Monsieur Henri looks confused. “But if you are going to work for Geck, then why do you still want the shop?”
“Because I’m still going to be doing gowns for my own customers,” I said. “Independent of Geck. Besides, your shop… my shop, if you’ll agree to sell it to me… it’s home.”
I feel ridiculous, but as I say the word, tears fill my eyes. And yet… it’s true. That pokey little apartment—which I fully intend to renovate if it ever becomes mine—is the place where I’ve known some of the highest highs, and lowest lows, of my life. I can’t let it slip away from me. I won’t. Not without a fight.
Madame Henri blinks a few times. Then she looks at her husband. He arches his eyebrows.
“Well,” Monsieur Henri says. “In that case… I think we have to sell the building to Elizabeth.
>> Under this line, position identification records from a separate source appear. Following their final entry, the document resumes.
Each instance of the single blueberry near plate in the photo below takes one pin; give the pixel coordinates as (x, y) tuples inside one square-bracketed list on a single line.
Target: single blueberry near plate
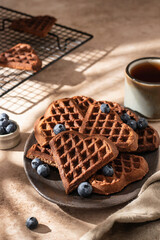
[(35, 163), (108, 171), (31, 223), (43, 170), (2, 131), (132, 124), (125, 117), (84, 189), (4, 123), (11, 127), (59, 128), (105, 108), (3, 116), (142, 123)]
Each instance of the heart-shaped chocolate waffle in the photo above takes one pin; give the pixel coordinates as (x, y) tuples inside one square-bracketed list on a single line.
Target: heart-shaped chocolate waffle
[(127, 169), (97, 122), (22, 56), (64, 111), (38, 26), (79, 156), (43, 153)]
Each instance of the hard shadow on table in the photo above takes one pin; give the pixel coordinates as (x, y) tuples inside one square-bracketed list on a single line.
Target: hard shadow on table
[(132, 231), (69, 72), (94, 216), (42, 228)]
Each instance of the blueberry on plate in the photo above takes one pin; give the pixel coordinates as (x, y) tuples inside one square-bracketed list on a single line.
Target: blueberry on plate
[(31, 223), (142, 123), (84, 189), (43, 170), (132, 124), (2, 131), (11, 127), (105, 108), (3, 116), (4, 123), (59, 128), (107, 171), (125, 117), (35, 163)]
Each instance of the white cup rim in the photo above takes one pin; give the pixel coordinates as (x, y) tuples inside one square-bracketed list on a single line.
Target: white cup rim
[(137, 80)]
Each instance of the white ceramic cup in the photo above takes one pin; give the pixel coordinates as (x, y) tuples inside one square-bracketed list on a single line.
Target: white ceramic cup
[(142, 97)]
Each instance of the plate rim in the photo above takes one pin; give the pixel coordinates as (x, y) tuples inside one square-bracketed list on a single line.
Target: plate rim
[(95, 205)]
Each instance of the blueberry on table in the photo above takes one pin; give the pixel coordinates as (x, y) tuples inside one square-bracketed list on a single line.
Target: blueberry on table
[(4, 123), (142, 123), (125, 117), (84, 189), (3, 116), (43, 170), (35, 163), (59, 128), (105, 108), (31, 223), (11, 127), (2, 131), (132, 124), (108, 171)]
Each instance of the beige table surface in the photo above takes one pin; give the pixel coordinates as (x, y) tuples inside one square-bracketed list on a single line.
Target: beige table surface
[(123, 30)]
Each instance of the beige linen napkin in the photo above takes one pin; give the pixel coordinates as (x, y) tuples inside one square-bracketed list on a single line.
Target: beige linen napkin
[(133, 221)]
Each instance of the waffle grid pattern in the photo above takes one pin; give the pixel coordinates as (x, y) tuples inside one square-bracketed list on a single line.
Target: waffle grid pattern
[(127, 168), (44, 153), (147, 139), (110, 126), (60, 41), (64, 112), (79, 157), (21, 56), (37, 25)]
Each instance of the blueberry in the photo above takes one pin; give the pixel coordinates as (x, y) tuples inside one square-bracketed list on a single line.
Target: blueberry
[(35, 163), (108, 171), (3, 116), (84, 189), (43, 170), (31, 223), (125, 117), (11, 127), (142, 123), (2, 131), (105, 108), (59, 128), (4, 123), (132, 124)]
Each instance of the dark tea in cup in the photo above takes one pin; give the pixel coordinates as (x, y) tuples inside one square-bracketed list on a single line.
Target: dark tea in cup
[(148, 72), (142, 87)]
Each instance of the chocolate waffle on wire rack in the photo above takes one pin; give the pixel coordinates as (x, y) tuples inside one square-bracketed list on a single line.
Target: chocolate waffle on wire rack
[(60, 41)]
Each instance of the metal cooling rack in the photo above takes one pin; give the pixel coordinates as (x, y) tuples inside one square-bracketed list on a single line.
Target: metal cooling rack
[(60, 41)]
Do you not agree, chérie?”
Madame Henri’s face breaks into an enormous smile.
“I agree,” she says.
Which is how, a half hour later, I end up drinking champagne in the noonday sun with Madame Henri in her back garden, while the birds chirp all around us, and her husband shows Chaz, who’s returned from his odyssey at the mall, how to play pétanque—a sport at which, it soon becomes apparent, he excels…
Almost as much as he excels in coaching me in how to get my former bosses to sell me their place of business.